A U.S. law firm’s office in Germany is seeking to meet the management of Volkswagen by the end of March to begin negotiation of a settlement for German and European consumers affected by the automaker’s emissions scandal, the Wall Street Journal reported. Washington-based Hausfeld LLP reportedly sent a letter dated March 15 to Volkswagen CEO Matthias Müller and Supervisory Board Chairman Hans Dieter Pötsch.

Chairman Michael Hausfeld and his firm’s German partner, Christopher Rother, reportedly requested the meeting “to begin a process” of dialogue with Volkswagen as regulators probe the company’s scandal that came to light in September after scientists at a University of West Virginia laboratory tested several of the company’s diesel vehicles and found that their carbon emissions were as much as 40 times the legal limit in the U.S.

The request to negotiate a settlement in such civil damages cases is initiated as the last resort before a lawsuit is filed, the Journal reported. Volkswagen currently faces around 70 individual civil suits in Germany from investors seeking damages after the company admitted that it was able to cheat on emissions tests by employing the defeat device that indicated the vehicles’ emissions as far lower than they actually were.

Volkswagen has so far declined any request for a negotiated settlement in civil damages cases in Germany.

“The best way for Volkswagen to resolve the issue with its German customers would be to engage in negotiations on a compensation scheme as suggested by Ken Feinberg for U.S. customers. Against that background, we offer to Volkswagen to initiate such a dialogue in order to avoid litigation,” Rother told the Journal.

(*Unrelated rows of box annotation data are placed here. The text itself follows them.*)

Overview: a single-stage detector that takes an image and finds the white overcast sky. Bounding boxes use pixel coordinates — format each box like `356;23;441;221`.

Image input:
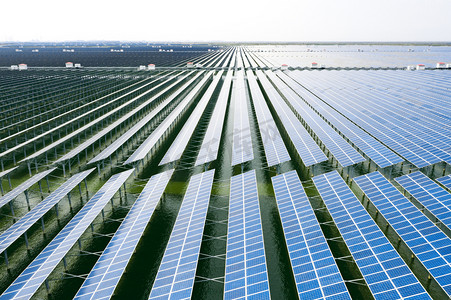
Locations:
0;0;451;42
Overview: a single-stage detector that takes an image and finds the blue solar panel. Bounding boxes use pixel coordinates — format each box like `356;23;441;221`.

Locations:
0;169;94;253
224;170;270;300
257;71;327;167
436;175;451;190
149;170;214;299
271;171;351;299
313;171;430;299
231;71;254;166
74;170;174;299
354;172;451;295
159;71;224;166
195;71;232;166
395;171;451;234
246;71;290;167
277;72;403;168
0;168;56;211
0;169;133;299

The law firm’s letter for negotiation comes just a day after almost 300 institutional investors in Volkswagen filed for damages of $3.61 billion (3.256 billion euro) for what they see as breaches of its capital markets duty in the emissions scandal.

“Due to the fact that — according to our information and experience — Volkswagen AG persistently denies any settlement negotiations and also refuses to waive the statute of limitation defense until now, it was necessary to file this first multi-billion euro lawsuit,” lawyer Andreas Tilp of law firm TISAB, said in a statement, according to Reuters.

About 11 million cars have been globally affected by the emissions scandal, of which 8.5 million cars are in Europe. Volkswagen is facing separate investigations in the U.S., Germany and France in addition to the company’s internal probe.

As Volkswagen struggles with the consequences of the emissions scandal, the European carmakers' association, ACEA, said the company is missing out on the booming European car market, the Associated Press reported.

February sales in Europe reportedly increased by 14.3 percent, but Volkswagen’s sales rose just 4.4 percent. The carmaker’s sales, which were boosted by Audi and Skoda, grew by 8 percent.